# Cheat Sheet for 3 style Edge and Corner Algorithms for All Buffers



## AdityaShenoy (Jan 13, 2020)

Hi guys,

I have recently joined this community but I have been following the articles on this site since a long time. I have recently started learning 3 style BLD solving method. The current resource that I got was for single buffer piece so I wrote a code that can use that set of algorithm and generate algorithm for all buffer pieces.

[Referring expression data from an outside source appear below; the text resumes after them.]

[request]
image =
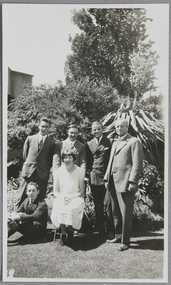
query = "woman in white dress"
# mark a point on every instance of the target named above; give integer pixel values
(68, 205)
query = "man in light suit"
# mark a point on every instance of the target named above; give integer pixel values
(98, 152)
(70, 144)
(122, 174)
(38, 154)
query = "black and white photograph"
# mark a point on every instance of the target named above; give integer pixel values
(85, 111)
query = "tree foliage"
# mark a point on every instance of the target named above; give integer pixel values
(24, 113)
(93, 100)
(104, 47)
(142, 62)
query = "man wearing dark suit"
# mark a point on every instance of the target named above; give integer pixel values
(70, 144)
(38, 154)
(98, 152)
(122, 174)
(31, 217)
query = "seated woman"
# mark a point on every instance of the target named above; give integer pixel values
(68, 206)
(31, 217)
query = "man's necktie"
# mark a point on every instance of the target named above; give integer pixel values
(72, 146)
(40, 144)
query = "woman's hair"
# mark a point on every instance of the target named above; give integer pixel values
(68, 153)
(34, 184)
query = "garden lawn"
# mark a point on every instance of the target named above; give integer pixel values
(90, 257)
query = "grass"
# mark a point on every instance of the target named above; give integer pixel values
(90, 258)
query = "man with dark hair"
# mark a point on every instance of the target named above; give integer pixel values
(122, 174)
(31, 217)
(38, 154)
(73, 145)
(98, 152)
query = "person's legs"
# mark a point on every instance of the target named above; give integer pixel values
(114, 218)
(42, 186)
(21, 196)
(62, 240)
(98, 192)
(13, 227)
(126, 203)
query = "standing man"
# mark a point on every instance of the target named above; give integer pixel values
(73, 145)
(123, 171)
(98, 152)
(38, 154)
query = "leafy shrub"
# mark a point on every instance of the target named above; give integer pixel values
(149, 199)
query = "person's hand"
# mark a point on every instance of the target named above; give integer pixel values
(87, 181)
(107, 185)
(15, 216)
(132, 186)
(67, 200)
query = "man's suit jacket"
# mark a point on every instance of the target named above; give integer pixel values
(36, 211)
(79, 149)
(97, 159)
(125, 163)
(37, 159)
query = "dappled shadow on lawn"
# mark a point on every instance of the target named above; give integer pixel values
(148, 240)
(146, 234)
(80, 240)
(87, 242)
(22, 240)
(152, 244)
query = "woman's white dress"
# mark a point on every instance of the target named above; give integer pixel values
(68, 183)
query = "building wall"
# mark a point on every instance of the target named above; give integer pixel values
(16, 82)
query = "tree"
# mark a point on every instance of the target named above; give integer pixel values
(93, 100)
(142, 62)
(25, 112)
(103, 48)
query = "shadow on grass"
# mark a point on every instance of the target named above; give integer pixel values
(80, 241)
(84, 242)
(87, 242)
(152, 244)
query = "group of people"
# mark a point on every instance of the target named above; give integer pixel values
(111, 169)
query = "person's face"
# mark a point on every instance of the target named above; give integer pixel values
(121, 128)
(44, 128)
(97, 130)
(68, 160)
(32, 192)
(73, 134)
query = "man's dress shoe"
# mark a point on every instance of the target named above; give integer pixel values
(114, 240)
(123, 247)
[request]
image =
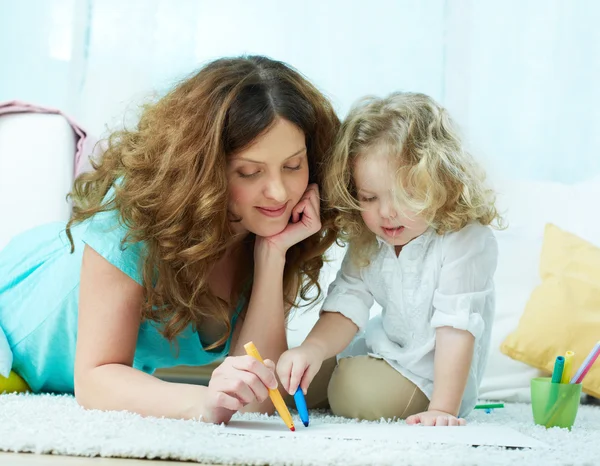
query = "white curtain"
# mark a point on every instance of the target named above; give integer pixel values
(520, 77)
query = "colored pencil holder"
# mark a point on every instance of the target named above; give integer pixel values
(554, 404)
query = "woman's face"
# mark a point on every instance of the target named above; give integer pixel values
(268, 179)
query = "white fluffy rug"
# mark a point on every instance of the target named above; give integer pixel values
(56, 424)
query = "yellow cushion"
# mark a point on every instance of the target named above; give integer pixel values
(13, 384)
(563, 312)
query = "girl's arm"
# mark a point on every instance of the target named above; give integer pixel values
(452, 362)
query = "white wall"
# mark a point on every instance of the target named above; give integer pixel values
(519, 76)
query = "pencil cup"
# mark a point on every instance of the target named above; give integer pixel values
(554, 404)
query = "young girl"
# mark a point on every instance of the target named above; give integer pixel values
(414, 209)
(194, 234)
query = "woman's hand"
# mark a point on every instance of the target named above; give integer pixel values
(305, 222)
(237, 382)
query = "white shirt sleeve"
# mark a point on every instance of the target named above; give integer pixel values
(469, 259)
(349, 294)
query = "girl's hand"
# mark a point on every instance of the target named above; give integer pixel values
(237, 382)
(305, 222)
(298, 366)
(435, 418)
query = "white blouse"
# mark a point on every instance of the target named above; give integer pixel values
(436, 281)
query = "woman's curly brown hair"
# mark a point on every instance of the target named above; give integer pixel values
(170, 184)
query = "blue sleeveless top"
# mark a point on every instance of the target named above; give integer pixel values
(39, 298)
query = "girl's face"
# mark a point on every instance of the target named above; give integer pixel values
(374, 180)
(268, 179)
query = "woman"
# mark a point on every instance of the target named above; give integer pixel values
(195, 233)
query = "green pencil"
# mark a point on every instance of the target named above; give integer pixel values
(490, 406)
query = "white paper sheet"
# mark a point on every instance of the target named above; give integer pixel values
(398, 433)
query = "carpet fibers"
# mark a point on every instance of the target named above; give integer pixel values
(56, 424)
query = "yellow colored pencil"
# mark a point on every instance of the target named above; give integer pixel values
(274, 394)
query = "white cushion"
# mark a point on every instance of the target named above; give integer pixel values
(36, 171)
(527, 206)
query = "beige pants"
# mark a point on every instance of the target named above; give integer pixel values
(366, 388)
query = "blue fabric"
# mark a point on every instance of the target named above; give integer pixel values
(39, 295)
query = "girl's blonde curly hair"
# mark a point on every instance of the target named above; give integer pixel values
(436, 177)
(170, 182)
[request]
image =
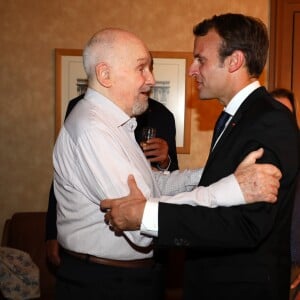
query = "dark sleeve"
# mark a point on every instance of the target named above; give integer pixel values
(163, 120)
(170, 137)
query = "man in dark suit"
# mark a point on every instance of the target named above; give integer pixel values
(238, 252)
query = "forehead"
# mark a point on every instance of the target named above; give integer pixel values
(209, 43)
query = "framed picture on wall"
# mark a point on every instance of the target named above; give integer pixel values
(173, 87)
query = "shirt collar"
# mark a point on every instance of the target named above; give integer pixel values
(116, 114)
(240, 97)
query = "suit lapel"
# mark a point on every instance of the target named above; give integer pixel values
(235, 122)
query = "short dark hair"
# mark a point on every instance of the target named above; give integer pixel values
(239, 32)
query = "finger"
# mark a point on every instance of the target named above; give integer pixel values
(252, 157)
(133, 188)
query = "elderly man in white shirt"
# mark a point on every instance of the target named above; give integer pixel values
(94, 154)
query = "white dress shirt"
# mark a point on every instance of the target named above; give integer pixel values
(93, 156)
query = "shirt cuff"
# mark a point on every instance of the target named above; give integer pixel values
(226, 192)
(164, 169)
(149, 224)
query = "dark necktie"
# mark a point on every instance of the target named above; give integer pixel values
(219, 127)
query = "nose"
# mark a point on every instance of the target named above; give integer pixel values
(150, 79)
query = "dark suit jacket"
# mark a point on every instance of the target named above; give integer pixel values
(158, 116)
(240, 252)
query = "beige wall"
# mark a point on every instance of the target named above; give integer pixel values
(31, 30)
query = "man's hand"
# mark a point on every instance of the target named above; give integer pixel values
(294, 285)
(258, 182)
(156, 150)
(125, 213)
(52, 252)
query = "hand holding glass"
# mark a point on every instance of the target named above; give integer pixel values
(147, 134)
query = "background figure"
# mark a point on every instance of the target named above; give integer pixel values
(157, 116)
(286, 97)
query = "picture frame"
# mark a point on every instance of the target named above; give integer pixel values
(173, 87)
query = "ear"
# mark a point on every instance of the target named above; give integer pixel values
(235, 61)
(103, 74)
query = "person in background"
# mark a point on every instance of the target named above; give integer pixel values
(237, 252)
(96, 149)
(286, 97)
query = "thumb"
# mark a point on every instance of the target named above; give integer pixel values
(134, 191)
(252, 157)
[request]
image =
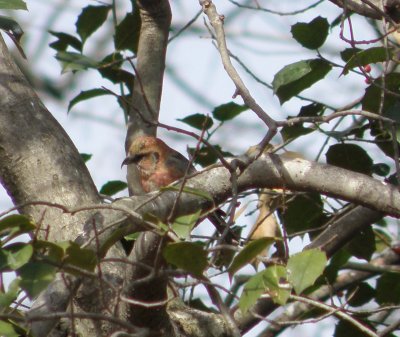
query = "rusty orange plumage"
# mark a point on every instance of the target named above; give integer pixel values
(158, 164)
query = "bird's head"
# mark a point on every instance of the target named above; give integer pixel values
(144, 149)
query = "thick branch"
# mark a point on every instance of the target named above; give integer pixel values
(38, 161)
(363, 7)
(155, 18)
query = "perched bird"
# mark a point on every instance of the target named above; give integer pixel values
(159, 165)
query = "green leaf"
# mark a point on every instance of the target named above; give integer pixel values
(6, 299)
(228, 111)
(271, 281)
(248, 254)
(345, 329)
(113, 187)
(71, 61)
(85, 95)
(111, 69)
(35, 277)
(80, 257)
(311, 35)
(14, 225)
(311, 110)
(127, 32)
(183, 225)
(198, 121)
(7, 330)
(13, 4)
(304, 268)
(348, 53)
(296, 77)
(206, 156)
(368, 56)
(351, 157)
(189, 256)
(64, 41)
(388, 289)
(373, 98)
(360, 294)
(302, 213)
(91, 19)
(10, 25)
(15, 255)
(381, 169)
(335, 264)
(52, 251)
(362, 245)
(85, 156)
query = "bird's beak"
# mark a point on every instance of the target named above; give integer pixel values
(128, 160)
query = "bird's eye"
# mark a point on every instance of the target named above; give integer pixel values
(137, 158)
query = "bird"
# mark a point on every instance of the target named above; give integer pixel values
(159, 165)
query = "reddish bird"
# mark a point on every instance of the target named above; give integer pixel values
(158, 164)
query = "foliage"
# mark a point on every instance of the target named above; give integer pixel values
(363, 140)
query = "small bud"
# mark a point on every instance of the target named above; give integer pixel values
(367, 68)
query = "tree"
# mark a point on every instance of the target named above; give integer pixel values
(76, 270)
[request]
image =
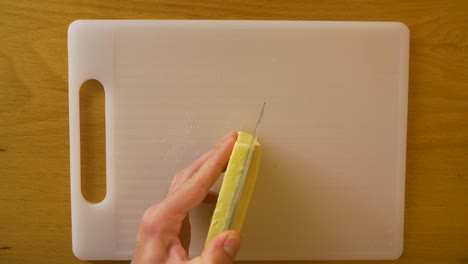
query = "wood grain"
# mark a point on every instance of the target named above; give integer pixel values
(34, 149)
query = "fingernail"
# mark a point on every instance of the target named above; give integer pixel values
(227, 136)
(231, 246)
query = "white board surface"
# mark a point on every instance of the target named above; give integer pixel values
(332, 177)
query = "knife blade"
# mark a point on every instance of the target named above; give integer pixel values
(237, 194)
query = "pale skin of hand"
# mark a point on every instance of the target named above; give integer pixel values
(164, 234)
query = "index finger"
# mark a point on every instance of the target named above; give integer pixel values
(194, 190)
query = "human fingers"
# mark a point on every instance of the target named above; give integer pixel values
(222, 249)
(187, 173)
(211, 197)
(193, 191)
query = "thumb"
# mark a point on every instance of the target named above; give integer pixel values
(223, 248)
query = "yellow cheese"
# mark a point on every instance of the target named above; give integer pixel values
(231, 181)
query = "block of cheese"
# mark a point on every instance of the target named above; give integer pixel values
(232, 178)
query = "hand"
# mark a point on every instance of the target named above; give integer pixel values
(164, 234)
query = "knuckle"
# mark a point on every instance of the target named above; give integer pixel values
(150, 222)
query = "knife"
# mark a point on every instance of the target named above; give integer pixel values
(245, 169)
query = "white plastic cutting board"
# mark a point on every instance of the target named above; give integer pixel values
(332, 177)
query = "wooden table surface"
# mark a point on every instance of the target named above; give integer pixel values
(34, 147)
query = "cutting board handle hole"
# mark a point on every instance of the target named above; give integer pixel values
(92, 144)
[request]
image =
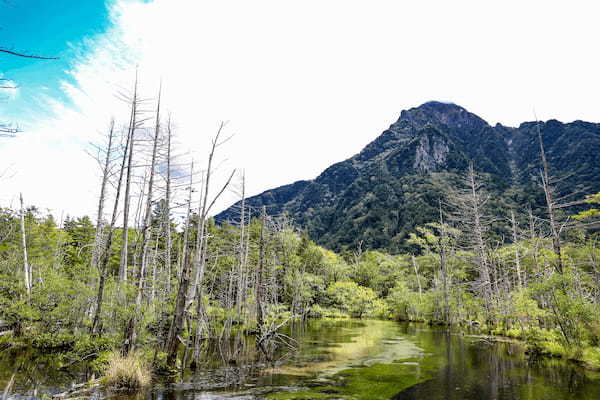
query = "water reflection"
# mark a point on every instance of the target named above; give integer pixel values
(346, 359)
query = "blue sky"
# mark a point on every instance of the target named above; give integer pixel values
(55, 28)
(303, 84)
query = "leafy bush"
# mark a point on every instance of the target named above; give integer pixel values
(127, 373)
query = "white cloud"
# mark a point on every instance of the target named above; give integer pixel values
(306, 84)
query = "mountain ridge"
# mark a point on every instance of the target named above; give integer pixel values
(371, 196)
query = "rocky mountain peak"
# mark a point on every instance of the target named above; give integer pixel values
(436, 112)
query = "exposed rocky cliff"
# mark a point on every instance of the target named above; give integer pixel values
(394, 184)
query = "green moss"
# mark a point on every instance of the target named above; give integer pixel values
(380, 381)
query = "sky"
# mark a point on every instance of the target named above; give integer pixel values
(302, 84)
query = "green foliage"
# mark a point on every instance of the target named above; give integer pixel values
(358, 301)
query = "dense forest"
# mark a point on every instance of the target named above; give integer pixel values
(152, 277)
(379, 195)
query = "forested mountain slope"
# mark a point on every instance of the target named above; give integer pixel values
(397, 181)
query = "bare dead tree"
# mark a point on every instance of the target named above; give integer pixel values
(470, 215)
(146, 235)
(26, 267)
(133, 124)
(172, 343)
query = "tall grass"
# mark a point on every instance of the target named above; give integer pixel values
(127, 373)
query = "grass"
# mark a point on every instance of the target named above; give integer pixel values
(126, 373)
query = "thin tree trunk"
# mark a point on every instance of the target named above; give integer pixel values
(131, 135)
(516, 245)
(26, 267)
(172, 343)
(105, 254)
(146, 235)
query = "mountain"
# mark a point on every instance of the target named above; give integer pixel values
(395, 183)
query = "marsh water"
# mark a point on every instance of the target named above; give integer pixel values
(337, 359)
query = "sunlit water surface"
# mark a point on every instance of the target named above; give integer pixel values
(339, 359)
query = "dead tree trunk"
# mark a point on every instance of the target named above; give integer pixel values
(549, 193)
(516, 245)
(131, 138)
(105, 253)
(172, 342)
(26, 267)
(146, 235)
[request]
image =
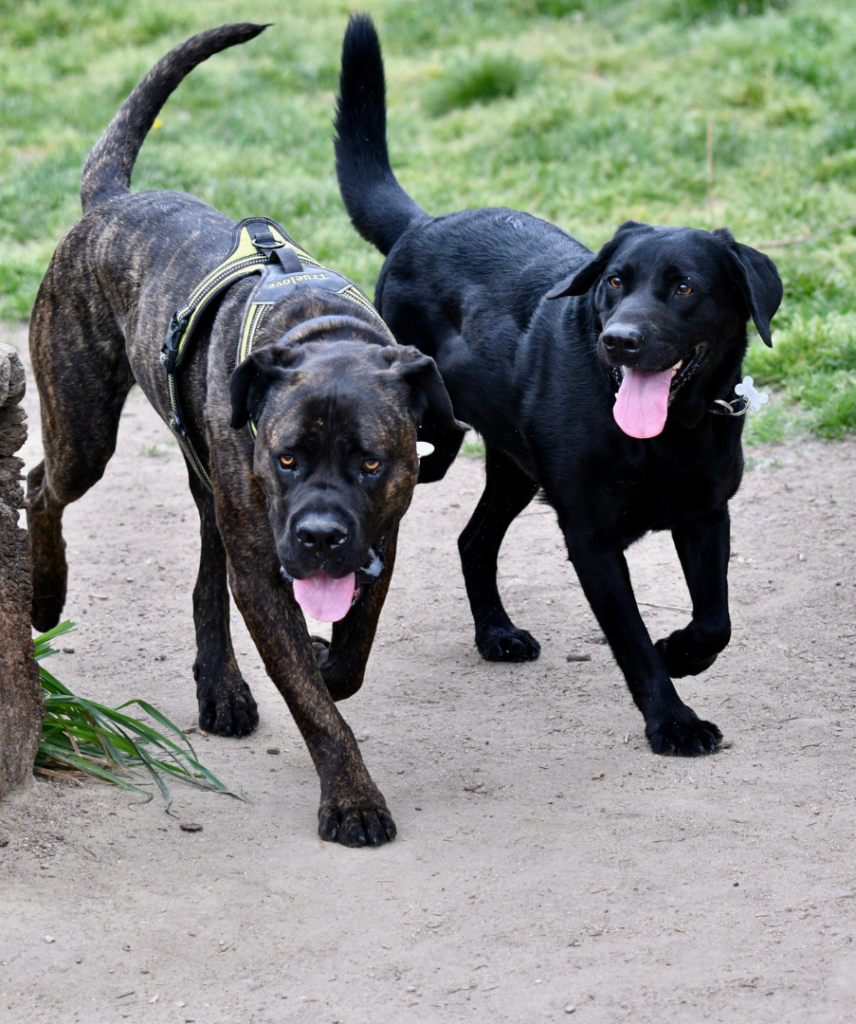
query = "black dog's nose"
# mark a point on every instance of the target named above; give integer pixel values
(321, 535)
(623, 341)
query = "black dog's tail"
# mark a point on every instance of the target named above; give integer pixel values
(378, 206)
(109, 167)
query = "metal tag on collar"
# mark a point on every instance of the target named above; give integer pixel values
(176, 425)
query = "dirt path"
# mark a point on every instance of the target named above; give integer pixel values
(546, 859)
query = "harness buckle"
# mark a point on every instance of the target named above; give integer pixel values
(263, 239)
(169, 350)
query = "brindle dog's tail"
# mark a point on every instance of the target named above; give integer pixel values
(378, 206)
(110, 165)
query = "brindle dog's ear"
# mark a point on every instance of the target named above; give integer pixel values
(581, 281)
(759, 281)
(253, 377)
(420, 374)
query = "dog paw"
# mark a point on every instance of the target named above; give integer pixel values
(499, 644)
(356, 822)
(322, 650)
(684, 737)
(231, 712)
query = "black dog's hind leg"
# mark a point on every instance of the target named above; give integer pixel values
(507, 492)
(342, 663)
(225, 705)
(446, 445)
(671, 726)
(703, 548)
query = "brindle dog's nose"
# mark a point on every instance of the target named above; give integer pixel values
(321, 535)
(623, 341)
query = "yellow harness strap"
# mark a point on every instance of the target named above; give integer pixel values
(259, 246)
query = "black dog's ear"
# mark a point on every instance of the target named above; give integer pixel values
(253, 377)
(582, 281)
(759, 281)
(420, 374)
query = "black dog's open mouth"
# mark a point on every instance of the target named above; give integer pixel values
(681, 372)
(644, 395)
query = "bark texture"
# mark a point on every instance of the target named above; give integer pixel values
(22, 705)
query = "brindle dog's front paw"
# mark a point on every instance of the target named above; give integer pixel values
(322, 650)
(684, 736)
(226, 708)
(356, 821)
(686, 652)
(497, 643)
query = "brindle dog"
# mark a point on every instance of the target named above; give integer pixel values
(319, 493)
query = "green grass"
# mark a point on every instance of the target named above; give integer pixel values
(583, 112)
(81, 736)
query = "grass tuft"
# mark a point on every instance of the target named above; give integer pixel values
(813, 364)
(479, 80)
(84, 736)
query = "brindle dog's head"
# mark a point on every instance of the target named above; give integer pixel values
(336, 445)
(675, 301)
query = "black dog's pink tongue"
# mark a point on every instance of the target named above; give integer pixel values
(642, 402)
(324, 598)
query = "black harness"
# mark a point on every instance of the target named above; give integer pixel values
(259, 246)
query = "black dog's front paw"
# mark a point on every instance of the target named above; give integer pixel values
(226, 708)
(686, 736)
(685, 654)
(356, 822)
(500, 644)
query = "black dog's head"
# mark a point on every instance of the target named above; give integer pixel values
(671, 305)
(336, 455)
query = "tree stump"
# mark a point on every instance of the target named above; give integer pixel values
(22, 702)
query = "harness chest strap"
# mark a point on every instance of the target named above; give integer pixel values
(261, 247)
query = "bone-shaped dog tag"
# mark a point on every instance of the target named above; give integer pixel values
(745, 389)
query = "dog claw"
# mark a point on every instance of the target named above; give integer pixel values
(234, 714)
(355, 826)
(499, 644)
(687, 738)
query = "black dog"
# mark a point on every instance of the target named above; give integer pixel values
(305, 512)
(658, 315)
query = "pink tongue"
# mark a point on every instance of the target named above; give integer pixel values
(642, 403)
(324, 598)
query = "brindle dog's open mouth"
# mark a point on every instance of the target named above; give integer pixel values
(328, 599)
(644, 396)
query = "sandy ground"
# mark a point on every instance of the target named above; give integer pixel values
(547, 864)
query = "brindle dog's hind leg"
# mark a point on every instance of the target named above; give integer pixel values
(84, 378)
(342, 663)
(225, 705)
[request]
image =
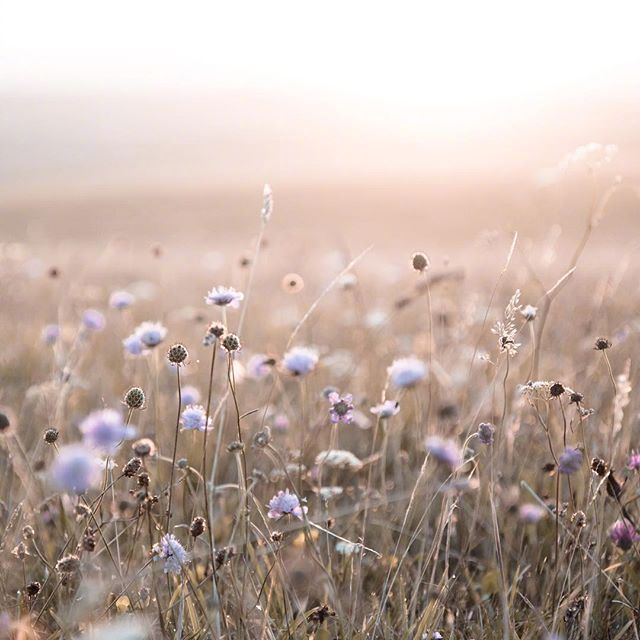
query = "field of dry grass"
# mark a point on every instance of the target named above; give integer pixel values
(480, 480)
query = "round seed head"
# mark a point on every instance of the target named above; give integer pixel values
(178, 354)
(134, 398)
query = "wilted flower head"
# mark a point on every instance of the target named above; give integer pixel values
(194, 417)
(224, 297)
(407, 372)
(74, 470)
(93, 320)
(444, 450)
(623, 534)
(570, 461)
(151, 334)
(300, 360)
(172, 552)
(121, 300)
(387, 409)
(284, 503)
(50, 334)
(485, 432)
(104, 430)
(341, 409)
(531, 513)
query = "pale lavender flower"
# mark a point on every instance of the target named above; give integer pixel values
(387, 409)
(190, 395)
(151, 334)
(284, 503)
(75, 469)
(170, 550)
(341, 409)
(623, 534)
(105, 430)
(51, 334)
(531, 513)
(485, 433)
(407, 372)
(224, 297)
(93, 320)
(444, 450)
(121, 300)
(300, 360)
(133, 345)
(570, 461)
(634, 461)
(194, 418)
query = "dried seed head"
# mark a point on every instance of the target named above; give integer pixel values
(177, 354)
(603, 343)
(420, 261)
(51, 435)
(134, 398)
(198, 526)
(132, 467)
(231, 342)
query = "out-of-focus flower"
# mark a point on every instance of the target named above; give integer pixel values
(387, 409)
(151, 334)
(531, 513)
(300, 360)
(75, 470)
(105, 430)
(93, 320)
(623, 534)
(170, 550)
(284, 503)
(570, 461)
(190, 395)
(51, 334)
(407, 372)
(194, 417)
(224, 297)
(341, 409)
(121, 300)
(444, 450)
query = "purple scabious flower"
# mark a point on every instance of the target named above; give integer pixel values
(257, 367)
(105, 430)
(387, 409)
(570, 461)
(170, 550)
(133, 345)
(623, 534)
(444, 450)
(75, 470)
(194, 418)
(485, 433)
(634, 461)
(151, 334)
(190, 395)
(341, 409)
(531, 513)
(51, 334)
(121, 300)
(407, 372)
(93, 320)
(284, 503)
(224, 297)
(300, 360)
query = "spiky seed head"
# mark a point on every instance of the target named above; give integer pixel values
(51, 435)
(134, 398)
(231, 342)
(420, 261)
(198, 526)
(178, 354)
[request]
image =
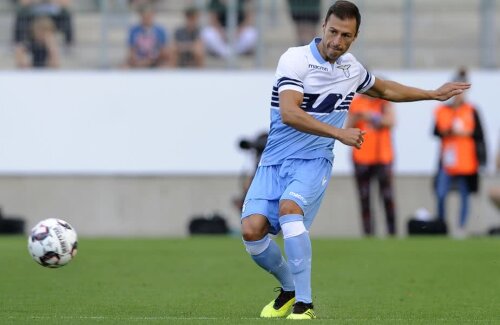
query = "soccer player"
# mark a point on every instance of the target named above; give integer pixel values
(311, 95)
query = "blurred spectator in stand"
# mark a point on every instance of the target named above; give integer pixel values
(189, 48)
(137, 4)
(41, 49)
(215, 34)
(57, 10)
(148, 43)
(374, 159)
(462, 152)
(494, 192)
(305, 15)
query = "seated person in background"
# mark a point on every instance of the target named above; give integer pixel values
(57, 10)
(305, 15)
(40, 50)
(189, 49)
(147, 43)
(23, 21)
(215, 34)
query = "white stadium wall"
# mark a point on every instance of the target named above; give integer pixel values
(140, 153)
(174, 122)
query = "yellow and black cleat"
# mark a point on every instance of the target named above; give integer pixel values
(279, 307)
(302, 311)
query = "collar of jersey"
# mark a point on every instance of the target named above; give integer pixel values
(314, 49)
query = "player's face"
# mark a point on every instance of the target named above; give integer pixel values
(338, 36)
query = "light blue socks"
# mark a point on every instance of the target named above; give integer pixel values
(298, 251)
(267, 254)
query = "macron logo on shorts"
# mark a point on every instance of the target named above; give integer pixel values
(298, 196)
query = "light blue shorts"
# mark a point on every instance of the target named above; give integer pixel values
(303, 181)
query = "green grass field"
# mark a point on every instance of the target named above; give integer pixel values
(211, 280)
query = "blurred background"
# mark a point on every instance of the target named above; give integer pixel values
(126, 117)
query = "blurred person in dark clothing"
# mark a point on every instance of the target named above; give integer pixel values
(215, 34)
(189, 48)
(29, 10)
(40, 50)
(305, 15)
(148, 43)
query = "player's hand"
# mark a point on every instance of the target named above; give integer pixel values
(450, 89)
(353, 137)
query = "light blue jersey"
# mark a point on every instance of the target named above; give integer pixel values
(328, 91)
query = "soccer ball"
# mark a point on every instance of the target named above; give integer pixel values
(52, 243)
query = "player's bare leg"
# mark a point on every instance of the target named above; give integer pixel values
(266, 253)
(298, 251)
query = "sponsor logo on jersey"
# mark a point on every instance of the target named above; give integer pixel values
(317, 67)
(345, 68)
(298, 196)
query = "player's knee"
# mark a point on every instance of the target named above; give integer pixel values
(253, 228)
(289, 207)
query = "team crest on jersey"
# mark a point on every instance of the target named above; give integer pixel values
(345, 68)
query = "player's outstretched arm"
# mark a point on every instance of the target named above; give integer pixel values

The code has successfully compiled and a HTML output file has been generated which can be found in the following link.









BLD_Solution_Generator/3_style.html at master · AdityaShenoy/BLD_Solution_Generator


This project generates all possible algorithms for 3 style blindfolded Rubik's cube solving. - BLD_Solution_Generator/3_style.html at master · AdityaShenoy/BLD_Solution_Generator




github.com





The above html file need to be downloaded and then viewed as GitHub cannot show large output files.

If you are interested in learning what code I have written, the following is the link to the repository.









GitHub - AdityaShenoy/BLD_Solution_Generator: This project generates all possible algorithms for 3 style blindfolded Rubik's cube solving.


This project generates all possible algorithms for 3 style blindfolded Rubik's cube solving. - GitHub - AdityaShenoy/BLD_Solution_Generator: This project generates all possible algorithms for 3...




github.com





Thank you.


----------



## Cubinwitdapizza (Jan 13, 2020)

This is really cool! Gj


----------



## abunickabhi (Jan 26, 2020)

Cool generator, Aditya.
Keep improving this repository so that it can be useful to more BLDers.


----------



## Moreno van Rooijen (Jan 27, 2020)

This looks great!
Do you think it is possible to also add URF notation instead of C, since some letters might be different for different people?


----------